Then mid-week we celebrated the beginning of Lent, Ash Wednesday, at my local Catholic Church, and an uplifting homily from our enthusiastic  priest from Melaka, who was upbeat about the joys of chastity, fasting, alms giving and other penances for this period of 40 days. I still can’t quite get used to his rousing sermons that are punctuated with emphatic Amens, to which we are bound to reply Amen too. I often don’t feel I can respond as I am called to do with a genuine heart, and feel a pang of guilt at my weak faith and my lack of evangelistic and Christian fervour. As a child I was quite attentive to giving up something for Lent; and my son has resolved to abstain from chocolate this year. Good for him. Perhaps I am achieving something as a Catholic parent after all! I intend to ‘give up’ alcohol for this 40 days, and will do my best to be more disciplined about chocolate and coffee intake – not quite saying that I will definitely give them up. I lack faith in my own capacity for such self-discipline these days!
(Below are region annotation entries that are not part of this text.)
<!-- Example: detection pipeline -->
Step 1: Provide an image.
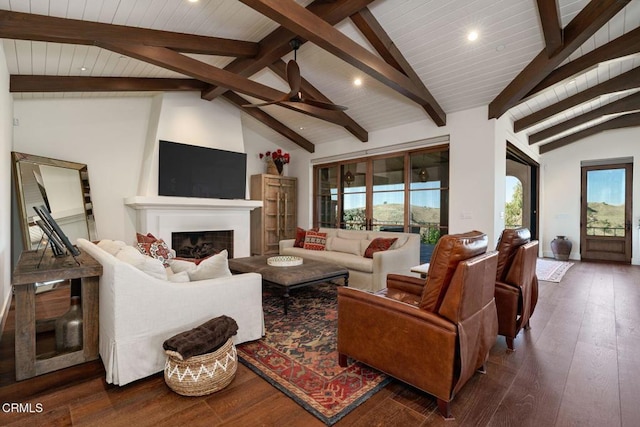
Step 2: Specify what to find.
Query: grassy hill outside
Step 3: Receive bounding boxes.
[344,203,440,243]
[587,202,624,236]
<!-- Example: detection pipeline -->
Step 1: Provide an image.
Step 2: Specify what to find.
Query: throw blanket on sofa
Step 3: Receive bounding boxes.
[162,315,238,360]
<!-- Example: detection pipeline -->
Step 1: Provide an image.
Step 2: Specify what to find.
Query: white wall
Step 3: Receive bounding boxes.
[0,43,13,334]
[13,92,264,246]
[541,127,640,264]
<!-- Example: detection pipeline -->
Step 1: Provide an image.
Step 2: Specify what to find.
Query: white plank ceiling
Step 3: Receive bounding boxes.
[0,0,640,151]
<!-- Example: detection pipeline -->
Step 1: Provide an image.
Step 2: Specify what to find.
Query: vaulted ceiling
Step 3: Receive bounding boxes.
[0,0,640,153]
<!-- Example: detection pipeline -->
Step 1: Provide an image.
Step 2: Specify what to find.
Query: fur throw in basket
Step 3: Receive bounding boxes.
[162,315,238,360]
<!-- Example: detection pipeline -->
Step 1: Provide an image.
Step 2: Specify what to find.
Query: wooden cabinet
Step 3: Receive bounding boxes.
[11,249,102,381]
[250,174,297,255]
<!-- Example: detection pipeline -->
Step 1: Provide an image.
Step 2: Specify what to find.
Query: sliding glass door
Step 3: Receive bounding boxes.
[313,146,449,262]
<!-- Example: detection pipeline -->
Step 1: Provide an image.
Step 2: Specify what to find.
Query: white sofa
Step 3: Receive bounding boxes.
[280,228,420,292]
[77,239,264,386]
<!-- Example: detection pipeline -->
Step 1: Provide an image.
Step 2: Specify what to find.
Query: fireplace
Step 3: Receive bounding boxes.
[125,196,262,258]
[171,230,233,259]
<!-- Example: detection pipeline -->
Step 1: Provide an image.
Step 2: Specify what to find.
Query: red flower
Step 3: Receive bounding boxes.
[259,148,291,165]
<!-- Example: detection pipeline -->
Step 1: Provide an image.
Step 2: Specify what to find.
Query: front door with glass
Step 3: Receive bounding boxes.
[580,163,632,263]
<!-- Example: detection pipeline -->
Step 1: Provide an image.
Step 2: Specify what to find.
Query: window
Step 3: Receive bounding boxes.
[313,145,449,262]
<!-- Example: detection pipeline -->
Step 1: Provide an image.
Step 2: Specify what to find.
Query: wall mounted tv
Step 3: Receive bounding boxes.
[158,140,247,199]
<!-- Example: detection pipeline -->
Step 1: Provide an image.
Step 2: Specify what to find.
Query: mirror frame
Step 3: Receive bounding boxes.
[11,151,97,250]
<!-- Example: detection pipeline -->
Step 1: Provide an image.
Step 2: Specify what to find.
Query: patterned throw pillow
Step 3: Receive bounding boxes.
[136,233,174,267]
[303,230,327,251]
[364,237,398,258]
[293,227,318,248]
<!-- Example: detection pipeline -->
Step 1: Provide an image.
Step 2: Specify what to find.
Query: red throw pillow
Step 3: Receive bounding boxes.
[136,233,158,243]
[303,230,327,251]
[364,237,398,258]
[136,233,173,267]
[293,227,318,248]
[171,252,212,265]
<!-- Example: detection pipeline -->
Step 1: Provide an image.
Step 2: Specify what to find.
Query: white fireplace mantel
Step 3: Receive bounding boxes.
[124,196,262,258]
[124,196,262,211]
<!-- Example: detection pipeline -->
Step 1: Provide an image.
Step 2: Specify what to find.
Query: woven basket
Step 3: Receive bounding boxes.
[164,338,238,396]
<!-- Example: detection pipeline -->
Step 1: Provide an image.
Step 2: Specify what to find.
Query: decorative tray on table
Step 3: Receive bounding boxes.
[267,255,302,267]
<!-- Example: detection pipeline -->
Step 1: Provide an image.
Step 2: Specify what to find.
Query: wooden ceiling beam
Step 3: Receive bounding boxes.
[9,74,207,93]
[222,91,316,153]
[240,0,446,126]
[513,68,640,132]
[0,10,258,57]
[540,113,640,154]
[526,28,640,98]
[351,7,447,125]
[489,0,631,119]
[536,0,562,58]
[269,60,369,142]
[529,93,640,145]
[97,43,344,126]
[202,0,373,101]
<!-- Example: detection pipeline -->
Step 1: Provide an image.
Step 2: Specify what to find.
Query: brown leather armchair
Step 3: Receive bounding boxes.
[495,228,538,351]
[338,232,498,418]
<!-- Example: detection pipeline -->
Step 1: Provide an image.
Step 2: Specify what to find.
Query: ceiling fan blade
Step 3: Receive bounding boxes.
[286,59,302,98]
[243,100,280,108]
[302,98,349,111]
[278,101,348,123]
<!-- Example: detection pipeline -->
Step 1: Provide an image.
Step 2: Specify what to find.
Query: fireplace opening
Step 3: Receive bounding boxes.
[171,230,233,259]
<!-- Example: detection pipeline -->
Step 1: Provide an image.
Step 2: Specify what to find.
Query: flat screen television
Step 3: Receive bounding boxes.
[158,140,247,199]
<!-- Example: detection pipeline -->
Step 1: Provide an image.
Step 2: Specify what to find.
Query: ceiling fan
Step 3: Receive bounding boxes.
[243,38,347,111]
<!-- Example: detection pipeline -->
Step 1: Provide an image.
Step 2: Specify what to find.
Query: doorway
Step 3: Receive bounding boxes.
[580,161,633,264]
[504,142,540,239]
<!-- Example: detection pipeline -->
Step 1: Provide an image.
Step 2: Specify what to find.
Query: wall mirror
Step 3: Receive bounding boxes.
[11,152,97,249]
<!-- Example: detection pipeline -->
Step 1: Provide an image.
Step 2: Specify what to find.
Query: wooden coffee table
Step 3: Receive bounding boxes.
[229,256,349,314]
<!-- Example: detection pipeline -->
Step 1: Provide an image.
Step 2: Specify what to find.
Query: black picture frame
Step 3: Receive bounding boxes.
[36,219,65,257]
[33,205,80,257]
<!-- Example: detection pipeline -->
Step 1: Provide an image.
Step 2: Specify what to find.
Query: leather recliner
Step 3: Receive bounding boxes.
[338,231,498,418]
[495,228,538,351]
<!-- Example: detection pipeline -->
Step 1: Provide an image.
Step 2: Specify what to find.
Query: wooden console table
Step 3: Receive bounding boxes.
[11,250,102,381]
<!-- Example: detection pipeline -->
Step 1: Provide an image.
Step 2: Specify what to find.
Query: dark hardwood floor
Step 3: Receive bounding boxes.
[0,262,640,427]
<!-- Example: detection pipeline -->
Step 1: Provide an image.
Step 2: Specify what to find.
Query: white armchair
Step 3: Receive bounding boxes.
[77,239,264,385]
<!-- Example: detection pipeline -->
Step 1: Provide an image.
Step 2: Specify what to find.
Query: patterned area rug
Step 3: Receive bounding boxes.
[238,284,391,425]
[536,258,573,283]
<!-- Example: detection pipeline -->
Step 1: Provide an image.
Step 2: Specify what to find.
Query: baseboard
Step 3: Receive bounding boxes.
[0,291,13,342]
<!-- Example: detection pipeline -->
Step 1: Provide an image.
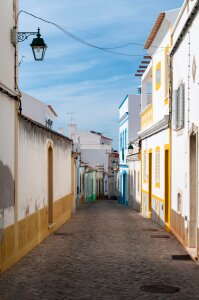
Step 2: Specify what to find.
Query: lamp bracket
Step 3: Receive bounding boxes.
[11,27,38,46]
[17,32,38,43]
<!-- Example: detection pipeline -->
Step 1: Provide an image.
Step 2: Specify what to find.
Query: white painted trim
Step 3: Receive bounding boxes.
[138,115,169,139]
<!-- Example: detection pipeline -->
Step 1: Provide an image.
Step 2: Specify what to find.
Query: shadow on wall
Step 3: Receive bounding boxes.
[0,161,14,240]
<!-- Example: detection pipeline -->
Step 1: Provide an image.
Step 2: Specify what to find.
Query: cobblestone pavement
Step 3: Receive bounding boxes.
[0,200,199,300]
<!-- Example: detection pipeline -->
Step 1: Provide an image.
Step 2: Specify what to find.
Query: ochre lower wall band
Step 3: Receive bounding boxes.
[0,194,73,272]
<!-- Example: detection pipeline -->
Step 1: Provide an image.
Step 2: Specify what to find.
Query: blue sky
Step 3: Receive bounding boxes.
[19,0,183,147]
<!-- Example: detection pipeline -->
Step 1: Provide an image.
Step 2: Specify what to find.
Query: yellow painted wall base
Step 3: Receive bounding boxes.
[0,194,73,272]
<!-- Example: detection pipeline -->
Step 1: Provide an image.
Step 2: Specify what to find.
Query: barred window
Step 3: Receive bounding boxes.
[155,147,160,187]
[143,151,147,182]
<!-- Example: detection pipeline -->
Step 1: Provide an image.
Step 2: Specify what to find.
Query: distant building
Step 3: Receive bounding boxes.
[21,93,57,128]
[108,151,119,199]
[68,124,112,197]
[119,95,141,205]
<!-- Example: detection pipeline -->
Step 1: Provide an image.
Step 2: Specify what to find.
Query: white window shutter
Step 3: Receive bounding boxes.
[172,90,178,130]
[179,83,185,128]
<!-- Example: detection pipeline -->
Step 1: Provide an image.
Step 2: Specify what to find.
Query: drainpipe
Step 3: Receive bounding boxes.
[13,0,21,252]
[168,47,173,228]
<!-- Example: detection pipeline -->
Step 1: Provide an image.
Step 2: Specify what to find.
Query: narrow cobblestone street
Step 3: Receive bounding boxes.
[0,201,199,300]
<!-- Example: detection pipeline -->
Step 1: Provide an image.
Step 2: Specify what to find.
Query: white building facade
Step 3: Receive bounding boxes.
[119,95,140,206]
[171,0,199,256]
[68,124,112,197]
[21,93,57,129]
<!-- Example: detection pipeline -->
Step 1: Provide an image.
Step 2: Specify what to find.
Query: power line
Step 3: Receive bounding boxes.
[17,10,163,57]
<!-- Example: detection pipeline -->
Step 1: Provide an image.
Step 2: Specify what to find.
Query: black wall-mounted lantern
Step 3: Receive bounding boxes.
[11,27,48,61]
[30,28,47,61]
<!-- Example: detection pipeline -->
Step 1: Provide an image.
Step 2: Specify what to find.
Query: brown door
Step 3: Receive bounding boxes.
[189,134,197,248]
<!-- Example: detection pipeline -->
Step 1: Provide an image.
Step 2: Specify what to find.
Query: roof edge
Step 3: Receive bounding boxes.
[144,12,166,49]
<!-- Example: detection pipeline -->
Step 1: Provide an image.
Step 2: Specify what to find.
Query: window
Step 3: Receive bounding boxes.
[155,147,160,187]
[143,151,147,183]
[137,172,140,193]
[155,62,161,91]
[173,83,185,130]
[177,193,182,212]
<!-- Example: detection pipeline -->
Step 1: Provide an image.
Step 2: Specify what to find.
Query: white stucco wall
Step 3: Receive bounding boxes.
[0,92,15,227]
[172,1,199,226]
[18,119,71,220]
[21,93,55,126]
[0,0,15,90]
[0,0,17,230]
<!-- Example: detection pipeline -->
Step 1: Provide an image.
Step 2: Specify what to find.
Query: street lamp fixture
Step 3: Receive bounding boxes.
[11,27,47,61]
[128,143,134,155]
[30,28,47,61]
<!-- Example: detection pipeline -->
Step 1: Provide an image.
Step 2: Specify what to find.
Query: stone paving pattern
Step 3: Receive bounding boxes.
[0,200,199,300]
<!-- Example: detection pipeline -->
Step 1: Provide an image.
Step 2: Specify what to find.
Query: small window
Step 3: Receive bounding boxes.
[173,83,185,130]
[155,62,161,90]
[137,172,140,193]
[177,193,182,212]
[143,151,147,183]
[155,147,160,187]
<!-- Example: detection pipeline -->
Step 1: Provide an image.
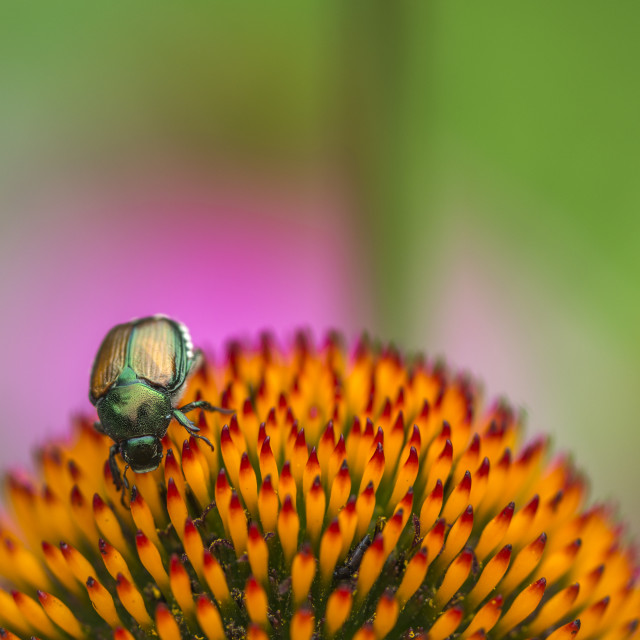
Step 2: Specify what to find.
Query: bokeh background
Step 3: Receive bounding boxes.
[0,0,640,534]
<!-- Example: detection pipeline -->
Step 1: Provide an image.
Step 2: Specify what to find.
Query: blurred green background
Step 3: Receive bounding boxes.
[0,0,640,532]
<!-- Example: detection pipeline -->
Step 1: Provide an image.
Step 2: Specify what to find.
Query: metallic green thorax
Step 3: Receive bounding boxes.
[96,367,173,442]
[89,316,225,486]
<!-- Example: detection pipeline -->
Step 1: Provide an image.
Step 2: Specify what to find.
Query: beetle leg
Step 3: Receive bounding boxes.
[180,400,235,414]
[109,444,122,490]
[173,410,214,451]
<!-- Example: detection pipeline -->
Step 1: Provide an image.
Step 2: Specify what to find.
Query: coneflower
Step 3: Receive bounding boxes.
[0,334,640,640]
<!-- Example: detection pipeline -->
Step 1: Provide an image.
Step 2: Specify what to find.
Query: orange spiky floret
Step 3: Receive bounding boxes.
[0,334,640,640]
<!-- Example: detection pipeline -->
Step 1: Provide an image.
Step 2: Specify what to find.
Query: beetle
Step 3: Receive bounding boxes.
[89,315,233,491]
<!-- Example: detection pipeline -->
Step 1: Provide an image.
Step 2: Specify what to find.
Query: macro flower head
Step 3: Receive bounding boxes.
[0,333,640,640]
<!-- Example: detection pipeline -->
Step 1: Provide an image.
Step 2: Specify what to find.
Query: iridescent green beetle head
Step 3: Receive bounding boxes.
[96,382,173,443]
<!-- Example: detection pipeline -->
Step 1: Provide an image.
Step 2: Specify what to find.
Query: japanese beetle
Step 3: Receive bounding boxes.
[89,316,233,490]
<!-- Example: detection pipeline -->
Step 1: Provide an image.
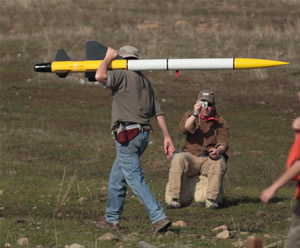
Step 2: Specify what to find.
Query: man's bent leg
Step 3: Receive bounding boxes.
[169,152,200,199]
[201,156,227,200]
[105,154,127,224]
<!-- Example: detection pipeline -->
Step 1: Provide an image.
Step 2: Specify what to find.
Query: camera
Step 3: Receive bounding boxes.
[200,101,208,108]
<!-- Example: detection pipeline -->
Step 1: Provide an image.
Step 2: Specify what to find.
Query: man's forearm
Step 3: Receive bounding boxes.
[156,115,170,138]
[272,160,300,191]
[184,115,197,133]
[95,58,111,83]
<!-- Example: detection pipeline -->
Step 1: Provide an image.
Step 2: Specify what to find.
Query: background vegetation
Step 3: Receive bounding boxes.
[0,0,300,247]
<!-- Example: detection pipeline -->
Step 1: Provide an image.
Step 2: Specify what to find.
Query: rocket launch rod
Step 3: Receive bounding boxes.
[34,41,288,79]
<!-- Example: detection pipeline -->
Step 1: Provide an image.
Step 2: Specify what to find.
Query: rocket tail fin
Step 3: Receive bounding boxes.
[85,40,122,81]
[54,49,71,78]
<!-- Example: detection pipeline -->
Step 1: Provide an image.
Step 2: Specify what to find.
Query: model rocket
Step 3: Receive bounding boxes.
[34,41,288,81]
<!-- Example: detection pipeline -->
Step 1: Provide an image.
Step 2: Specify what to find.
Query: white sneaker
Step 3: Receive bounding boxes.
[205,199,219,209]
[167,198,181,209]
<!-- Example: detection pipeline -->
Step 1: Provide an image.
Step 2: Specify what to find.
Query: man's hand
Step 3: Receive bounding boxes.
[105,47,118,61]
[164,138,175,158]
[260,186,276,203]
[292,117,300,132]
[194,100,202,115]
[208,148,220,160]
And then it was Valentine ’s Day. A card  and a present for my beloved wife, who is really not that bothered, but a ritual which I cling to not least for our children, and especially for my son, who will one day operate in a global and probably a more western culture, and will have a girlfriend or two to please. I feel he must learn something of this modern culture so that he can at least ‘know the right thing to do’ if called upon. I also like my wife to know that I am still a romantic at heart, even if she is not, and even if I am nearing fifty and she is not!